Friday, March 31, 2006

OpenSSL problem found

I have finally tracked down the issue I was writing about in my previous blog post. It turned out to be a problem with OpenSSL on Linux 2.6 and NPTL. The default implementation of CRYPTO_thread_id() assumes that getpid() returns a unique value for each thread, however with NPTL each thread has the same pid and only their tid (thread id) value differ.

This made OpenSSL to hash its thread-specific error state to the same memory area, thus possibly overwriting memory concurrently freed in another thread. This caused a heap corruption which in turn caused crashes every now and then, of course showing a backtrace completely unrelated to the original problem.

The funny part is that I had a suspicion (see the yesterday's post) about this error state allocation I just have not seen the obvious reason: I had the impression that getpid() returns a different value for threads just like it did with LinuxThreads.
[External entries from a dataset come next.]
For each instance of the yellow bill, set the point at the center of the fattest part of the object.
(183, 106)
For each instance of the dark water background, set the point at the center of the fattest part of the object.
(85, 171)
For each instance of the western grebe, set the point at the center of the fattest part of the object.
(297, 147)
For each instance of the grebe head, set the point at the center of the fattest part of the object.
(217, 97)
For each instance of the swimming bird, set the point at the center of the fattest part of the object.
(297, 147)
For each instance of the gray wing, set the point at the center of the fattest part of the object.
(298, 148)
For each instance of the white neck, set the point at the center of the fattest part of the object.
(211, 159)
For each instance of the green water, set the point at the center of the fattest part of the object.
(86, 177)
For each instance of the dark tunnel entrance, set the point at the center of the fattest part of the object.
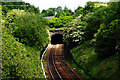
(57, 39)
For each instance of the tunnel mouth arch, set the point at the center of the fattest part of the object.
(57, 39)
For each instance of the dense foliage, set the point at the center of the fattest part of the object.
(59, 22)
(28, 28)
(7, 6)
(24, 36)
(95, 33)
(18, 60)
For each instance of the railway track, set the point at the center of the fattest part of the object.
(57, 66)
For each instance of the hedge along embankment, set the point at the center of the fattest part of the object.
(24, 37)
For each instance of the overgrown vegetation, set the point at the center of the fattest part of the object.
(93, 39)
(24, 35)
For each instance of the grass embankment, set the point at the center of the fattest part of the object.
(105, 69)
(20, 61)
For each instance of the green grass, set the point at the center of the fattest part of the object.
(106, 69)
(19, 60)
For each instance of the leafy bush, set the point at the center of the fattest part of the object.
(60, 22)
(18, 60)
(108, 39)
(28, 28)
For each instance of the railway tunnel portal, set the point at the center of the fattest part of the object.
(56, 36)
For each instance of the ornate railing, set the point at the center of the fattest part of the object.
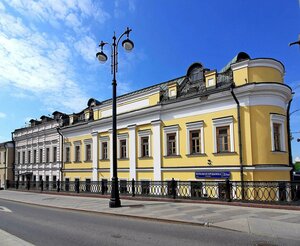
(265, 191)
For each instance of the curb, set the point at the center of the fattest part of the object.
(238, 204)
(206, 224)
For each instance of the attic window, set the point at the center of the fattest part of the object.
(195, 74)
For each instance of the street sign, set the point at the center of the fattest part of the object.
(212, 175)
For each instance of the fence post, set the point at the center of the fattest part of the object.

Knowing the exact reason makes the whole issue trivial :).

I have posted this as an email on openssl-dev, I'm wondering what the reactions are going to be.
Take care.

Thursday, March 30, 2006

Spending time in gdb...

I have spent the last three days debugging an ugly crash in the upcoming Zorp 3.1. First I had some problems with the core files produced with Linux 2.6.12, as the register values proved to be invalid, thus the backtrace was even more unusable than it is usual with heap corruptions.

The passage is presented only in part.